A core principle of the American system of justice is that no one should be subjected to criminal punishment for conduct that he did not know was illegal or otherwise wrongful.
• This principle of fair notice, which has been a cornerstone of our criminal justice system since the nation’s founding, is embodied in the requirement that, with rare exceptions, the government must prove the defendant acted with mens rea—a “guilty mind”—before subjecting him to
criminal punishment.
• Members of the 109th Congress (2005–2006) proposed 446 criminal offenses that did not involve violence, firearms, drugs and drug trafficking, pornography, or immigration violations.
• Of these 446 proposed non-violent criminal offenses, 57 percent lacked an adequate mens rea requirement. Worse, during the 109th Congress, 23 new criminal offenses that lack an adequate mens rea requirement were enacted into law.

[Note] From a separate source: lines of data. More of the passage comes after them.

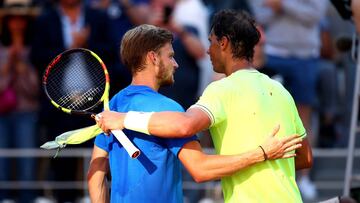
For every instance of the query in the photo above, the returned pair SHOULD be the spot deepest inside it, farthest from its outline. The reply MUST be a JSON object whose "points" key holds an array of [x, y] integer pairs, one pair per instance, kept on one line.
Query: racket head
{"points": [[76, 81]]}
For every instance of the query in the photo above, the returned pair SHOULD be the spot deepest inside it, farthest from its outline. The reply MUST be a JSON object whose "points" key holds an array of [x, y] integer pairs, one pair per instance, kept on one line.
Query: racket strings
{"points": [[77, 81]]}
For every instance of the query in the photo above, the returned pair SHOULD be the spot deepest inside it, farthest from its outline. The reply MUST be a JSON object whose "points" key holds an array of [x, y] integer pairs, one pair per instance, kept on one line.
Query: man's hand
{"points": [[110, 120], [275, 148]]}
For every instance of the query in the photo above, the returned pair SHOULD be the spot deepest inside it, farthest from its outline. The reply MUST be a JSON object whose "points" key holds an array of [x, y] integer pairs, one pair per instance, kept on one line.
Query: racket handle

• Congress’s expertise for crafting criminal offenses resides in the House and Senate Judiciary Committees. Only these committees have express jurisdiction over federal criminal law, yet of the 446 criminal offenses studied, over one-half were not sent to the House or Senate Judiciary
Committees for review and deliberation.
• By consistently neglecting the special expertise of the two judiciary committees when drafting criminal offenses, Congress is endangering civil liberties.
• Without reforms like those recommended in this report, innocent individuals are at risk of unjust conviction under federal criminal offenses that have inadequate mens rea requirements.